Ordinal Data: data that can be put into a ranking order or category based on position on an established scale.  The difference between rank can not be measured.  The map below shows an example of ordinal data because it is ranked into order in three categories with no way measuring the difference between each ranking.

Source: http://aldf.org/wp-content/uploads/2015/12/ALD-127-US-Protection-laws-rankings-map-2015-Large2.png

Interval Data: data that can be measured along a scale with each point being equal distance from one another.  Interval data can not have zero as a starting point and can not be multiplied or divided by.  The map below shows interval data because elevation does not have a starting point and each increment on the map goes up equally.

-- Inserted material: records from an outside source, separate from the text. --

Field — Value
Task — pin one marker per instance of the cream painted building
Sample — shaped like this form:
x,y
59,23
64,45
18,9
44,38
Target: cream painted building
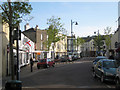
x,y
114,40
61,47
4,41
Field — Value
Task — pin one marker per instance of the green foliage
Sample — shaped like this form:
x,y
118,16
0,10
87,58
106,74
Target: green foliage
x,y
56,32
19,10
108,36
98,42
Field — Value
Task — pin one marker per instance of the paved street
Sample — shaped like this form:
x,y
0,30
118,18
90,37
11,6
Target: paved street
x,y
67,75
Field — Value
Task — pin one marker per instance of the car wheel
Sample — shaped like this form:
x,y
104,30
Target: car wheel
x,y
47,66
102,78
117,83
94,74
38,67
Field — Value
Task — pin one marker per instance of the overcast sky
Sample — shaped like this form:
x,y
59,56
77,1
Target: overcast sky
x,y
90,16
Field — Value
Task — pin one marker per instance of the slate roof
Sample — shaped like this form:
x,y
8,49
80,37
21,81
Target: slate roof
x,y
31,34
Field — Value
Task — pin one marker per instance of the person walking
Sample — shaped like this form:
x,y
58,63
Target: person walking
x,y
31,64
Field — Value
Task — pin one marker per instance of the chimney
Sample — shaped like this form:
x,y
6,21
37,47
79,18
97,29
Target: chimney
x,y
36,28
27,26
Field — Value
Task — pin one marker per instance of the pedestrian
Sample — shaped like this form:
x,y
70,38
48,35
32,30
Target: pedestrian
x,y
111,57
31,64
15,64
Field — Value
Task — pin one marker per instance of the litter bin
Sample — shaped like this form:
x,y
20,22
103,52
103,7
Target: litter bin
x,y
13,85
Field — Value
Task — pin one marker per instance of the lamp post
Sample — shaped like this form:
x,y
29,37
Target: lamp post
x,y
98,41
72,34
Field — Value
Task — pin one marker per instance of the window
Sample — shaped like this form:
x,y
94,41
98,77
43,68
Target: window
x,y
41,37
47,37
41,45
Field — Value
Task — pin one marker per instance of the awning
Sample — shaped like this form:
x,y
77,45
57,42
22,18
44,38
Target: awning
x,y
118,49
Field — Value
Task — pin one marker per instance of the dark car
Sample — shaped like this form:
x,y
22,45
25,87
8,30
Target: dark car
x,y
105,69
75,57
45,63
97,59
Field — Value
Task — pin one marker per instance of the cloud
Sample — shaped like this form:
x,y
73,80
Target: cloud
x,y
89,30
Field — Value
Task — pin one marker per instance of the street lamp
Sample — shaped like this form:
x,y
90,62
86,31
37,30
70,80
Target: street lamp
x,y
98,41
72,34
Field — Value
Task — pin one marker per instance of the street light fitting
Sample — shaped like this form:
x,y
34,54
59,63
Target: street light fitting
x,y
76,23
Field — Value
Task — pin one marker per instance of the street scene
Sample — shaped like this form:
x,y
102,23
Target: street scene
x,y
59,45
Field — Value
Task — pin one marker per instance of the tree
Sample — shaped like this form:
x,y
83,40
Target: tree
x,y
12,13
55,32
98,43
108,36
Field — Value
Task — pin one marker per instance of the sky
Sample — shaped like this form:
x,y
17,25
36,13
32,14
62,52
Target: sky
x,y
91,16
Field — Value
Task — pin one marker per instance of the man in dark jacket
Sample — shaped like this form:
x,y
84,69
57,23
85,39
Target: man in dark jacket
x,y
31,64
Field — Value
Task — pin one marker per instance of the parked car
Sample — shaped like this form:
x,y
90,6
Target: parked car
x,y
69,58
105,69
118,78
97,59
45,63
64,58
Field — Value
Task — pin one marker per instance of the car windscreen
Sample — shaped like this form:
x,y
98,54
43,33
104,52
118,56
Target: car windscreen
x,y
109,64
43,60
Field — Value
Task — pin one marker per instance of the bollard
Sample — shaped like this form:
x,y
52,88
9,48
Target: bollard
x,y
13,85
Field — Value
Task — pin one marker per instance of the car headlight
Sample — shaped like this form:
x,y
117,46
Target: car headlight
x,y
107,73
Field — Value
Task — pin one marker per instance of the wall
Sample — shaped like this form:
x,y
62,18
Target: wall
x,y
0,53
113,40
39,41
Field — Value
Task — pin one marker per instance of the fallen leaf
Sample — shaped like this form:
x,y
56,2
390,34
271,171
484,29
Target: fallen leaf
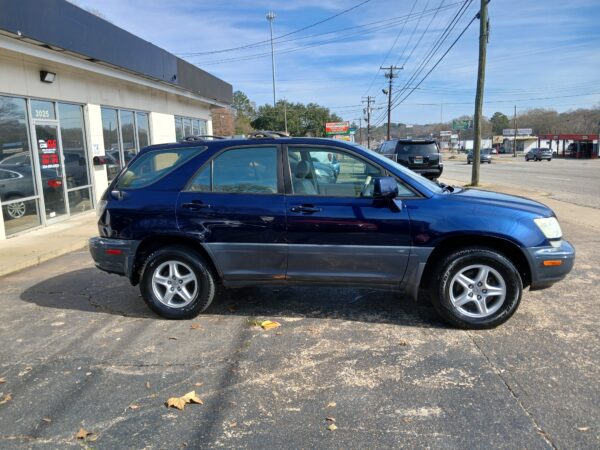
x,y
269,324
191,397
176,402
5,399
25,371
83,433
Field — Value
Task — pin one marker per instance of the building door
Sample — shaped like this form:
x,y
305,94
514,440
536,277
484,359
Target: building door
x,y
50,160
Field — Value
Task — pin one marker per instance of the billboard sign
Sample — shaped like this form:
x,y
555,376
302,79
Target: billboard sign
x,y
464,124
337,128
520,132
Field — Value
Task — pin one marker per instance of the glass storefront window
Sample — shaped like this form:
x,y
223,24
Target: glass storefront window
x,y
17,175
187,127
73,145
110,130
42,109
143,127
128,135
178,128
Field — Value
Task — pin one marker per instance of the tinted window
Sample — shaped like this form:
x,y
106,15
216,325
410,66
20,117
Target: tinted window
x,y
151,166
416,149
332,173
243,170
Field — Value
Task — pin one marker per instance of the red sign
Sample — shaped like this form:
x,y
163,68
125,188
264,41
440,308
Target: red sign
x,y
337,127
569,137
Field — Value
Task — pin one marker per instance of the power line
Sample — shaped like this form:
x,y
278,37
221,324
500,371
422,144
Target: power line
x,y
279,37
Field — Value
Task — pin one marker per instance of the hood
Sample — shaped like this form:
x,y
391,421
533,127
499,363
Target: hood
x,y
502,200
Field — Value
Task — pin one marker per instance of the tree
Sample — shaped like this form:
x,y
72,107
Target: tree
x,y
302,120
499,122
242,106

Source: http://topocreator.com/ned-jpg/city_a/600/mn.jpg

Ratio Data: Data that is measured along a scale with each point being equal distance from one another.  Unlike interval data, ratio data have a known starting point of zero.  The map below shows ratio data because the starting point is zero and progresses by intervals of 8 million.
Image result for equal interval map
Source: http://support2.dundas.com/OnlineDocumentation/RSMap/Images/DesigningMaps1.bmp

Part 2
In an effort to visualize where the numbers of female farm operators in Wisconsin are located and where there needs to be an increase in farming among females I have created the following maps.  Each map has a different classification method, therefore changing the look of the map.
The first map, shown below, uses equal interval classification.  Equal interval uses the range of data from highest to lowest and divides that by the number of classes desired, in this case 4.  Each interval will be the same size but might not have the same number of data in them.

Equal Interval


The next map was classified by Jenks Natural Breaks.  Natural Breaks finds the minimum variance in data by finding class breaks based off of differences in size of numbers in a set of data.
Jenks Natural Breaks

The last map is classified using the Quantile method.  This method places an equal amount of units in each class, unlike the equal interval method.

Quantile Method
The company should be targeting counties that are lightest in color, or have the fewest number of female farm operators, since these are the places which would benefit the most for marketing and have the most need to increase their numbers.  The map with the best classification method for the job is the Natural breaks map because it groups similar values the best to give a more accurate representation of the numbers of female farmers in each county.  It also keeps the intervals of classes with fewer female farmers smaller so it is easier to differentiate sizes and target these counties for marketing.  The last class can have a larger grouping because we are not interested in the counties with the highest numbers of female farmers.  From this map it is clear to see that counties in the northern portion make up the largest portion of the state lacking female farmers.